Yes, I had backups everywhere. Across providers, in different countries. But I built a system tied to my AWS account number, my instances, my IDs, my workflows.
When that account went down, all those “other” backups were just dead noise encrypted forever.
Bringing them up to the story only invites the 'just use your other backups' fallback, and ignores the real fragility of centralized dependencies.
It is like this: the UK still maintains BBC Radio 4’s Analogue Emergency Broadcast—a signal so vital that if it’s cut, UK nuclear submarines and missile silos automatically trigger retaliation. No questions asked. That's how much stakes they place on a reliable signal.
If your primary analogue link fails, the world ends. That's precisely how I felt when AWS pulled my account, because I’d tied my critical system to a single point of failure. If the account was just Read only, i will waited because i could have access to my data and rotated keys.
AWS is the apex cloud provider on the planet. This isnt about redundancy or best practices.
it's about how much trust and infrastructure we willingly lend to one system.
Remember that if BBC Radio 4 signal get to fail for some reasons, the world will get nuked, only cockroaches will survive… and your RDS and EC2 billing fees.
> When that account went down, all those “other” backups were just dead noise encrypted forever.
How and why? Are you saying you had encrypted backups on other providers, but... Didn't keep the encryption keys to those backups somewhere handy and unencrypted? Why not? Can you even call that “backups”?
BTW, this is the first time in all this saga I've seen you mention other providers. Smells fishy.
> AWS is the apex cloud provider on the planet. This isnt about redundancy or best practices.
Sorry, but it is absolutely and undeniably not!
I don't think it's accurate to portray AWS as the underlying infrastructure of the internet on the planet at all.
Speaking of the "planet", here's a sample statistics for .ru ccTLD on web hosting usage across the 1 million domain names in the zone — one of the top-10 ccTLD zones on the planet:
Amazon is dead last #30 with 0.46% of the market; the data is for December 2021, so, it's before any payment issues that would only originate in March 2022, and which would take weeks/months/years to propagate.
Hetzner is far more popular, at 4.11%, also, OVH is bigger than Amazon, too, at 1.38%, and even Wix had 2.16%. Even Google managed to get 1.15%, probably because of their Google Sites service. Most of the rest of the providers are local — that's how it should be if digital sovereignty is of the essence. The real reason for the local providers, however, is most likely affordability, reliability, price, better service and far better support, and not the digital sovereignty considerations at all. This is exactly why Hetzner is at the top, because the market is obviously price-sensitive if the unlimited venture capital was never available for the local startups, and Hetzner and OVH provide the best value for money, whereas AWS, does not.

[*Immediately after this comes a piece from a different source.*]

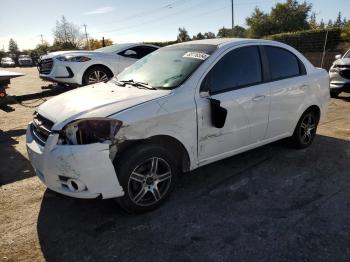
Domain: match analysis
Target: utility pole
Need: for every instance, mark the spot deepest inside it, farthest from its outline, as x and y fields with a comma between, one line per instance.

The earliest data this service currently has, is for March 2020, and there, Amazon didn't even make it in the top-30 at all!
They have a separate tab for VPS and Dedicated, which covers about 0.1 million domain names compared to 1 million in the prior view, and, there, Hetzner, Digital Ocean and OVH, are, likewise, ahead of Amazon, too, with Hetzner being #2, having over 10%, compared to Amazon's 2%, with Amazon thus far behind:
Numbers for 2025 don't look as good for any foreign provider, likely due to a combination of factors, including much stronger data sovereignty laws that may preclude most startups from being able to use foreign services like Hetzner, but Hetzner is still the most popular foreign option in both categories, still having more market share in 2025 than AWS did in 2021, and even DigitalOcean is still more popular than AWS, too.
BTW, I've tried looking up the BBC Radio 4 apocalypse claims, and I'm glad to find out that this information is false.
I'm glad you got your account restored, and I thank you for bringing the much needed attention to these verification issues, but I don't think you're making the correct conclusions here. Not your keys, not your coins. Evidently, this applies to backups, too.
Russia requires a physical presence for services offered in-country, and also Amazon won't provision certificates for .ru domains, so it's not all that surprising they don't host a very high proportion of .ru.
That's just excuses that ignore the fact that AWS was never popular even before any of these restrictions came about.
Many of the providers on those lists are older than AWS, and/or have been in business for many years since before 2010, many for 20 years or more, long before the data sovereignty concerns went mainstream all around the world in the last 10 years.
"If you want your paperwork processed in Morocco, make sure you know someone at the commune, and ideally have tea with their cousin."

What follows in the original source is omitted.